Liquid3
- Founded: September 2021
- Founder: Ivan Spasojević
- Area served: Belgrade, Serbia
- Website: https://liquid3.rs/

= Liquid3 =

Clean energy photobioreactor project

Liquid 3 (also known as Liquid Trees) is a clean energy photobioreactor project designed to replace the function of trees in heavily polluted urban areas where planting and growing real vegetation is not viable.

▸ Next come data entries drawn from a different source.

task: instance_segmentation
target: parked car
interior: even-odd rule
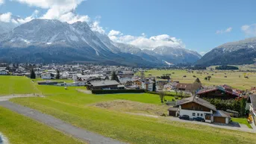
[[[178,116],[178,118],[180,119],[190,120],[190,116],[187,115],[180,116]]]
[[[194,121],[198,121],[198,122],[205,122],[204,118],[202,118],[202,117],[194,117],[193,119]]]

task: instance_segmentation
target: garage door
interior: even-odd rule
[[[225,123],[225,117],[217,117],[214,116],[213,117],[213,122],[218,122],[218,123]]]

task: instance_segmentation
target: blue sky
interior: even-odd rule
[[[255,0],[72,0],[71,7],[60,0],[41,4],[49,1],[4,0],[0,13],[25,18],[37,10],[37,17],[42,17],[49,10],[65,7],[70,9],[67,11],[72,11],[72,16],[79,16],[75,20],[90,23],[95,31],[100,29],[114,41],[149,48],[168,45],[207,52],[225,43],[256,36]]]

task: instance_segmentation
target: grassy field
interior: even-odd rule
[[[78,127],[130,143],[256,143],[256,134],[254,134],[176,122],[164,117],[134,116],[92,105],[118,99],[160,104],[157,96],[90,95],[78,93],[75,89],[65,90],[63,87],[40,86],[39,90],[47,97],[11,101]],[[152,101],[152,99],[158,102]]]
[[[39,92],[27,77],[0,75],[0,96]]]
[[[43,124],[0,107],[0,133],[10,143],[82,143]]]
[[[202,72],[202,74],[198,74],[198,72]],[[175,74],[172,74],[175,72]],[[208,75],[207,74],[208,73]],[[195,81],[196,75],[199,78],[203,85],[213,86],[213,85],[223,85],[228,84],[235,88],[246,90],[250,90],[251,87],[256,87],[256,73],[255,72],[246,72],[246,75],[249,78],[244,78],[245,72],[232,72],[232,71],[214,71],[209,70],[205,71],[194,71],[193,73],[189,73],[185,70],[157,70],[151,69],[145,72],[146,76],[152,75],[152,76],[161,76],[163,74],[172,74],[172,81],[178,81],[181,83],[193,83]],[[139,74],[138,74],[139,75]],[[187,78],[183,76],[186,75]],[[205,78],[210,75],[212,78],[210,81],[205,81]],[[239,78],[240,75],[240,78]],[[227,76],[227,78],[225,78]]]
[[[34,82],[37,81],[58,81],[58,82],[66,82],[66,83],[72,83],[74,82],[73,80],[69,80],[69,79],[53,79],[53,80],[43,80],[42,78],[37,78],[36,79],[32,80]]]
[[[233,122],[236,122],[240,124],[244,124],[248,126],[249,128],[252,128],[251,125],[248,123],[246,118],[232,118]]]

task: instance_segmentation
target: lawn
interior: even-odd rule
[[[198,72],[202,72],[202,74],[198,74]],[[175,72],[175,74],[172,74]],[[208,73],[208,75],[207,74]],[[181,83],[193,83],[195,81],[195,75],[199,78],[203,85],[213,86],[213,85],[223,85],[228,84],[235,88],[241,90],[250,90],[251,87],[256,87],[256,73],[255,72],[246,72],[249,79],[244,78],[244,72],[232,72],[232,71],[214,71],[210,70],[205,71],[194,71],[193,73],[189,73],[186,70],[157,70],[151,69],[145,72],[146,76],[149,75],[152,76],[161,76],[163,74],[171,74],[172,81],[178,81]],[[137,73],[137,75],[140,75]],[[187,78],[183,76],[186,75]],[[210,75],[212,78],[210,81],[205,81],[205,78]],[[239,76],[240,75],[240,78]],[[227,76],[227,78],[225,78]]]
[[[38,92],[37,87],[27,77],[0,75],[0,96]]]
[[[57,81],[57,82],[66,82],[66,83],[72,83],[74,82],[73,80],[69,79],[53,79],[53,80],[44,80],[40,78],[37,78],[36,79],[32,79],[33,81],[37,82],[37,81]]]
[[[248,123],[246,118],[232,118],[233,122],[236,122],[240,124],[244,124],[248,126],[249,128],[252,128],[251,125]]]
[[[10,143],[82,143],[47,125],[0,107],[0,133]]]
[[[78,127],[130,143],[252,143],[256,134],[169,121],[164,117],[134,116],[92,104],[117,99],[159,104],[157,95],[89,95],[75,87],[40,86],[46,98],[11,101],[37,109]],[[154,100],[157,101],[154,101]],[[202,137],[204,135],[204,137]]]

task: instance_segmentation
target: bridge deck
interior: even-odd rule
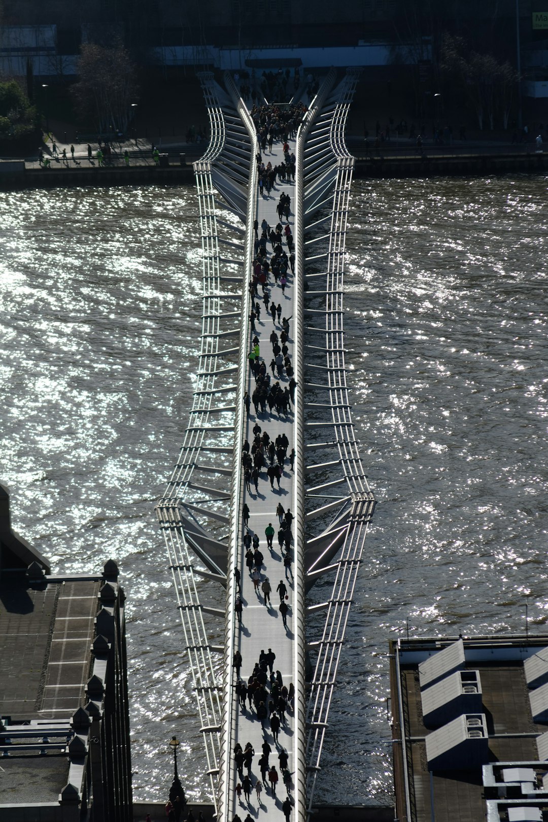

The project was designed by the Institute for Multidisciplinary Research at the University of Belgrade. The United Nations Development Programme (UNDP) selected Liquid 3 as an "innovative" solution for "Climate Smart Urban Development," a project produced in partnership with Serbia's Ministry of Environmental Protection and the municipality of Stari Grad.

== Overview ==
The Liquid3 algal photobioreactor is powered by solar panels. The glass tank is embedded into a structure that acts as a bench and is outfitted with other utilities such as charging ports. Similar to other photobioreactors, air is sucked through a pressure pump and fed to the microalgae, with oxygen released as a byproduct. Additionally, the Liquid 3 bioreactor can filter out heavy metal contaminants in the air and contains a temperature regulation system in case external climate conditions become too extreme for the microalgae. The creator of the Liquid 3, Dr. Ivan Spasojevic, was motivated to install it in Belgrade due to the city's struggle with pollution.